Stockton residents will be able to breathe more easily thanks to separate efforts being leveraged to achieve a common goal — reducing air pollution.
The California Air Resources Board (CARB) recently approved the Community Emissions Reduction Program (CERP) for Stockton mandated by state Assembly Bill 617 and intended to reduce harmful emissions in disadvantaged neighborhoods. A broad-based community steering committee worked with the San Joaquin Valley Air Pollution Control District to develop plans to reduce those emissions. Over the next four years, $32 million will be invested to improve Stockton’s air quality, according to a city press release.
The steering committee’s recommended priorities for those Stockton neighborhoods include vegetative barriers and urban greening; home weatherization, solar panels and air filtration; residential and commercial lawn and garden equipment; bike paths and infrastructure; clean vehicles and electric vehicle charging stations; a truck rerouting study; and incentives to replace wood burning devices. Countywide recommended priorities include a car share program, school air filtration, zero-emission heavy duty trucks, job training programs, truck idling switches, and locomotive switcher.

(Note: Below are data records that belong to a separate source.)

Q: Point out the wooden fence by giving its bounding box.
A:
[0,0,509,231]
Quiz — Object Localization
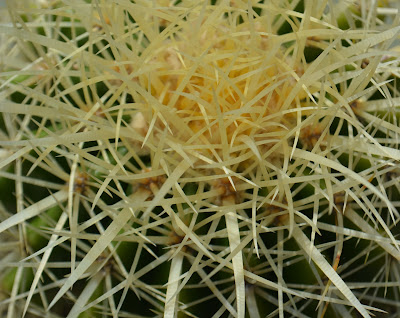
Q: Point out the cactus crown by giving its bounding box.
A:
[0,0,400,318]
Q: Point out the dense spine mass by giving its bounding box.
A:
[0,0,400,318]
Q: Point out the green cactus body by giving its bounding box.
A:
[0,0,400,318]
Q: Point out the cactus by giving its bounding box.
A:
[0,0,400,318]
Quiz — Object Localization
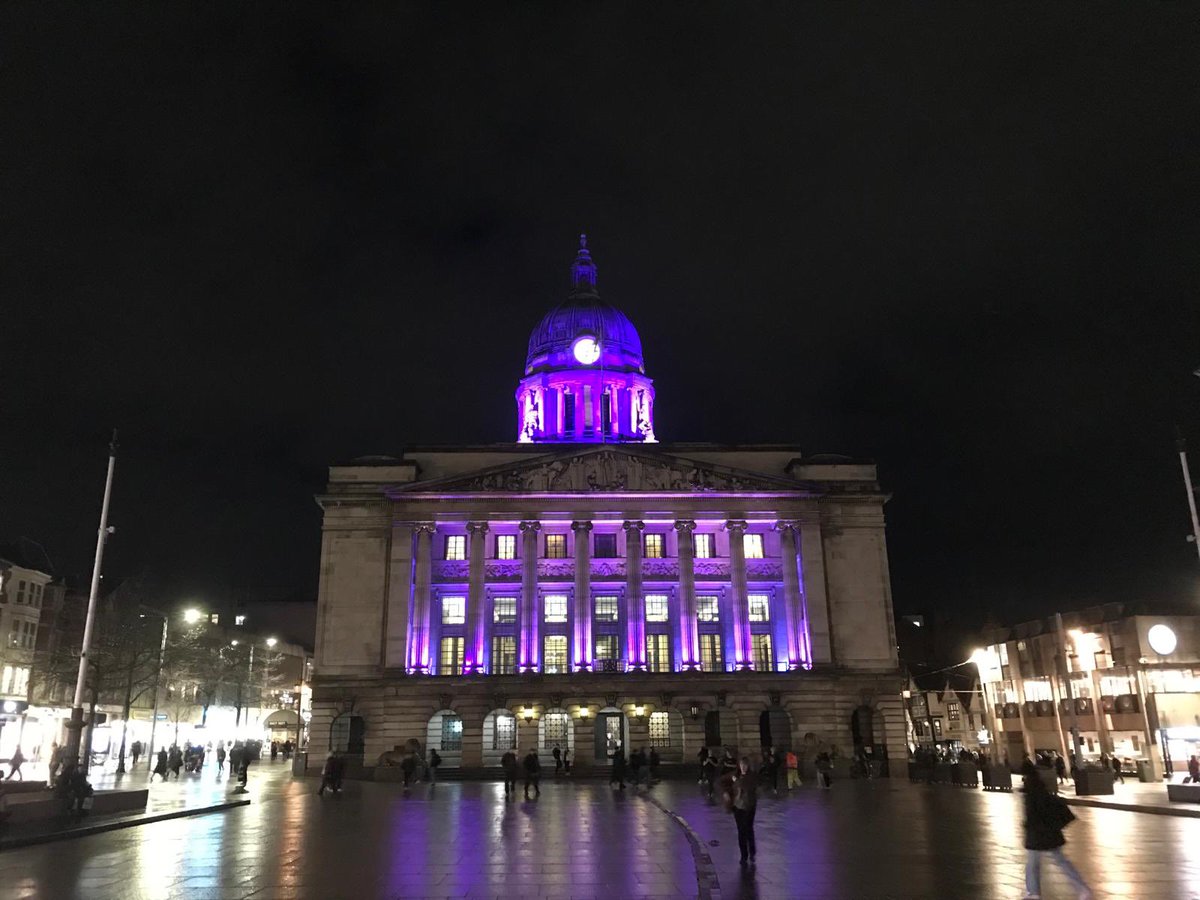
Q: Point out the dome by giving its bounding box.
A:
[526,235,644,374]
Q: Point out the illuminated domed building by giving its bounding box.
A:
[310,239,906,776]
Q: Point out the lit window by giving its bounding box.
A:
[541,713,570,748]
[646,635,671,672]
[595,534,617,559]
[491,635,517,674]
[650,713,671,746]
[595,596,620,622]
[492,596,517,625]
[746,594,770,622]
[492,713,517,750]
[438,637,466,674]
[700,635,725,672]
[442,715,462,750]
[542,594,566,623]
[442,596,467,625]
[750,635,775,672]
[541,635,566,674]
[595,635,620,659]
[742,534,762,559]
[646,594,668,622]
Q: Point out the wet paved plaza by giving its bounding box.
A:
[0,763,1200,900]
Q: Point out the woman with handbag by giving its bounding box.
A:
[1025,767,1092,900]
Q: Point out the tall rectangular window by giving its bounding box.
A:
[642,534,666,559]
[700,635,725,672]
[595,595,620,622]
[438,637,466,674]
[750,635,775,672]
[491,635,517,674]
[649,713,671,746]
[594,534,617,559]
[541,635,566,674]
[746,594,770,622]
[646,594,670,622]
[646,635,671,672]
[442,596,467,625]
[595,635,620,659]
[542,594,566,624]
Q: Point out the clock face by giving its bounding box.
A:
[571,335,600,366]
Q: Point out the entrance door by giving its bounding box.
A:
[594,713,625,761]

That effort will complement separate efforts by the San Joaquin Council of Governments that is using grants not connected to AB 617. CARB awarded SJCOG $7.4 million from its Sustainable Transportation Equity Project (STEP) and another nearly $1 million from its Clean Mobility Options Voucher Pilot Program (CMO). SJCOG will use the grants to increase transportation equity by providing residents access to electric carshare and bikeshare programs for trips to schools, grocery stores, workplaces, doctor’s appointments and more, while also reducing vehicle emissions and improving air quality. The agency is developing a workforce development program to train workers to maintain the electric vehicles and bicycles in the carshare and bikeshare programs.
SJCOG is also in the early stages of a truck planning study that may potentially redirect routes to reduce congestion, which may also improve air quality.

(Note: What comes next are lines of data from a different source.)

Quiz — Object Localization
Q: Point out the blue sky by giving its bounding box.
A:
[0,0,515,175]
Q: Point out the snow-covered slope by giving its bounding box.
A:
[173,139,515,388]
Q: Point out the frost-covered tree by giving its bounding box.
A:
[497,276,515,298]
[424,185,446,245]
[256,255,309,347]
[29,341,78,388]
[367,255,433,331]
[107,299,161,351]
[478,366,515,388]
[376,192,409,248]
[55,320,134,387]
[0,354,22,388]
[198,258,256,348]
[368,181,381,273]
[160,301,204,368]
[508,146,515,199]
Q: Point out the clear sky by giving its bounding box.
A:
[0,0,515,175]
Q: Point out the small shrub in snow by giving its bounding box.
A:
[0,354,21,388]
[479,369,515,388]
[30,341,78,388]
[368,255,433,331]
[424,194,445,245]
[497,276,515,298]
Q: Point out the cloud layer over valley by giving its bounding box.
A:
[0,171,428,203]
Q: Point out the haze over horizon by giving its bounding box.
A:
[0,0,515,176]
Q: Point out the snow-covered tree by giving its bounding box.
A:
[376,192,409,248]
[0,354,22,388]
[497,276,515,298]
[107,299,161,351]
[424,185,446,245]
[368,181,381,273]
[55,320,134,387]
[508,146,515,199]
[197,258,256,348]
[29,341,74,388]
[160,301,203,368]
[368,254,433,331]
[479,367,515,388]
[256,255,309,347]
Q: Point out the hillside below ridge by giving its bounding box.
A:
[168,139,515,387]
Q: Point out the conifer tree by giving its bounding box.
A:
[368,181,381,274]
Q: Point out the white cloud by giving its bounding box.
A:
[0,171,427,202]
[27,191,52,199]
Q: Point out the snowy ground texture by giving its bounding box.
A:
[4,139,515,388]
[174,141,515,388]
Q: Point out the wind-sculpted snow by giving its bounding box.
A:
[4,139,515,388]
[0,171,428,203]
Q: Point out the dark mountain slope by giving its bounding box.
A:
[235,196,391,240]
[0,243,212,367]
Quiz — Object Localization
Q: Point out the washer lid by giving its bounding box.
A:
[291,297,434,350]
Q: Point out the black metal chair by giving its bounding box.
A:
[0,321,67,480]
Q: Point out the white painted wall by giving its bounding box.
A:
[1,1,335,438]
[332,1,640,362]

Stockton is in the top 5 percent in most disadvantaged communities in California, according to the city’s statement on the CERP approval, and has an extremely high amount of tiny solid and liquid particles — dust, dirt, soot and smoke — in the air. The particles can settle deep in the lungs when breathed in and cause serious health and socioeconomic problems, including asthma, cardiovascular disease, low birthweight, low educational attainment, poverty and unemployment.
SJCOG will continue to work with the city and San Joaquin County in a coordinated and collaborative effort to reduce emissions from air pollution sources identified by the air district and the community steering committee.